To assess the cytotoxicity of the VHFA that displayed the highest inhibitory effect towards the CIMRSA strains, 1b, and its chlorinated counterpart, 2b, their cytotoxic effect on the growth of Vero Cells ATCC CCL-81.5 (Kidney African Green Monkey, Manassas, VA, USA) was tested using the MTS approach. The experiments were performed in triplicate (N = 3), as described below.

Figure 1 shows that 1b was not cytotoxic against eukaryotic Vero Cells at a concentration ranging from 0.0001 to 10 μg/mL. Additionally, only 19% of cytotoxicity was observed when Vero Cells were treated with 100 μg/mL. Similar behavior was observed when Vero Cells were treated with 100 μg/mL of 2b, where only 20% of cytotoxicity was obtained.

Figure 1.

Graph bars showing the cytotoxicity of the VHFA 1b (Figure 1A, red box) and 2b (Figure 1B, blue box) against Vero Cells ATCC CCL-81.5. Vero cells were treated with either 1b or 2b at concentrations ranging from 0.0001 to 100 μg/mL. MTS reagent was added to cells after 48 h incubation. Experiments were performed in triplicates (N=3). Graphs analyses were performed with GraphPad Prism v. 6.01 (GraphPad Software

Kinetic growth assays were performed to determine whether CIMRSA XIII is adapted to metabolize 1b (Figure 2). These assays were performed as described above.

Figure 2.

CIMRSA XIII growth curve showing its log-phase in TSB when treated with 1b (31.2 μg/mL), Cipro (250 μg/mL), and palmitic acid (4 mg/mL). CIMRSA XIII treated with 1% DMSO was used as control. Experiments were performed in three biological replicates (N =3).

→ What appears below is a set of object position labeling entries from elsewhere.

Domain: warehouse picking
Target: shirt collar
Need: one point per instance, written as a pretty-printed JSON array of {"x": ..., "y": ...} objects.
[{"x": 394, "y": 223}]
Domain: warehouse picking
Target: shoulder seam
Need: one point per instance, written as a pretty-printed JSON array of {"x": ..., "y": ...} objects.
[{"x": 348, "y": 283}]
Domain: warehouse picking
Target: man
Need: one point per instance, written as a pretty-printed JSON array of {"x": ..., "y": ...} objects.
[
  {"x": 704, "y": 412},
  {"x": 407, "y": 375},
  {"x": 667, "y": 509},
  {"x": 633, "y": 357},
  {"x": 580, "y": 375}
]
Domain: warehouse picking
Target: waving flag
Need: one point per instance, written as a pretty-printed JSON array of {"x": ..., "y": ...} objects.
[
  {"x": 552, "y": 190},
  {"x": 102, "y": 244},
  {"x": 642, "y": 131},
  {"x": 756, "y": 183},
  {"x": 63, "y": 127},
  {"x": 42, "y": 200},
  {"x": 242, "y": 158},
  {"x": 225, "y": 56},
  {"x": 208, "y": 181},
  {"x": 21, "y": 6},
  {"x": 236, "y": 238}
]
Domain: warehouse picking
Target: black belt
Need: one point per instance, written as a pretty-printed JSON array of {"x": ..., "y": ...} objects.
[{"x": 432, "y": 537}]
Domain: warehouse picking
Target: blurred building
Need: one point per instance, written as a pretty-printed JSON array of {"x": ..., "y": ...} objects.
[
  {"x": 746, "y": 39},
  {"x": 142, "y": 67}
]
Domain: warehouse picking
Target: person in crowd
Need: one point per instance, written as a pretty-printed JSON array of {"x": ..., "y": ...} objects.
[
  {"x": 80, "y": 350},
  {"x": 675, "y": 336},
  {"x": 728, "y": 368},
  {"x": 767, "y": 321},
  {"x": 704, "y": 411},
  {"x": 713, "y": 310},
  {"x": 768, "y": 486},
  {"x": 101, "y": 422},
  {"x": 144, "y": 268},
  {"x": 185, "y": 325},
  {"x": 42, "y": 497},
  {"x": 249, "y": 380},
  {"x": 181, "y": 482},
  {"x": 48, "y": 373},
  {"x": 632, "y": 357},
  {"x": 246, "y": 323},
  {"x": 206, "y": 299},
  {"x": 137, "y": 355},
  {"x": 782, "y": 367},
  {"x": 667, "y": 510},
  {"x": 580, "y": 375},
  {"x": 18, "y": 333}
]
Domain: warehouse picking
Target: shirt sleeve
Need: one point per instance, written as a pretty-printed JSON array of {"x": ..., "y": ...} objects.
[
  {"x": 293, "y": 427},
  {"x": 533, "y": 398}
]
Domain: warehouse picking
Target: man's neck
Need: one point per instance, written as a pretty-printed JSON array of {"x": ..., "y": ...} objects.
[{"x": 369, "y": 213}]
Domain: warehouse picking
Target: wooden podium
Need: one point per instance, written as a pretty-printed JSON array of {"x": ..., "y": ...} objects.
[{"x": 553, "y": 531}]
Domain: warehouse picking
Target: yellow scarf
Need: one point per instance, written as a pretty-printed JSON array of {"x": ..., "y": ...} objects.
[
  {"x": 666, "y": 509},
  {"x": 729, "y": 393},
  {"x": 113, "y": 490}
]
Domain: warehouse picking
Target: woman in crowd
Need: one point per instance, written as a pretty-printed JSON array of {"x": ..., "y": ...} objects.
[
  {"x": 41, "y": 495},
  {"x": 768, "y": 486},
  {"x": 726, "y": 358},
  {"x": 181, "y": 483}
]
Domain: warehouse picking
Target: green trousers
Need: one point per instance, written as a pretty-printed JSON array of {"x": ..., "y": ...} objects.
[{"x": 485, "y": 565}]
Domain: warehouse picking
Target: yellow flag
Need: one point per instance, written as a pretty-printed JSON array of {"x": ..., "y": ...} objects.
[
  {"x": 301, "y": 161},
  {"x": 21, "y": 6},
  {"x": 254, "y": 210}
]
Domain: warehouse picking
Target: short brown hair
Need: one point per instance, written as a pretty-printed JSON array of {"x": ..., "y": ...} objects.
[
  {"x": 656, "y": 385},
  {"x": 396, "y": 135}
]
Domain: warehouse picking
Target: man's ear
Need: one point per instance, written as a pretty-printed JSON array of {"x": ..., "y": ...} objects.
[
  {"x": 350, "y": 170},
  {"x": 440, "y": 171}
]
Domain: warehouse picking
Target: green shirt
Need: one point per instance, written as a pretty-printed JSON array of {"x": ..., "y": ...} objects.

Figure 2 reveals that 1b displayed similar cytotoxic activity to Cipro against CIMRSA XIII. Also, it was observed that palmitic acid was less effective in inhibiting the growth of CIMRSA XIII than 1b. The difference in O.D.₆₀₀ values between the palmitic acid and control curves can be explained by the slight turbidity when preparing TSB solutions containing palmitic acid. Both 1b and Cipro arrested the growth of CIMRSA XIII within 600 minutes of its addition. The effectiveness of 1b as an antibacterial agent is comparable with the Cipro curve at 31.2 μg/mL. In these assays, Cipro required a concentration of 250 μg/mL to inhibit the growth of CIMRSA XIII. Altogether, these results agree with those in Table 1 and demonstrate the potency of 1b as an antibacterial agent in ciprofloxacin-resistant S. aureus.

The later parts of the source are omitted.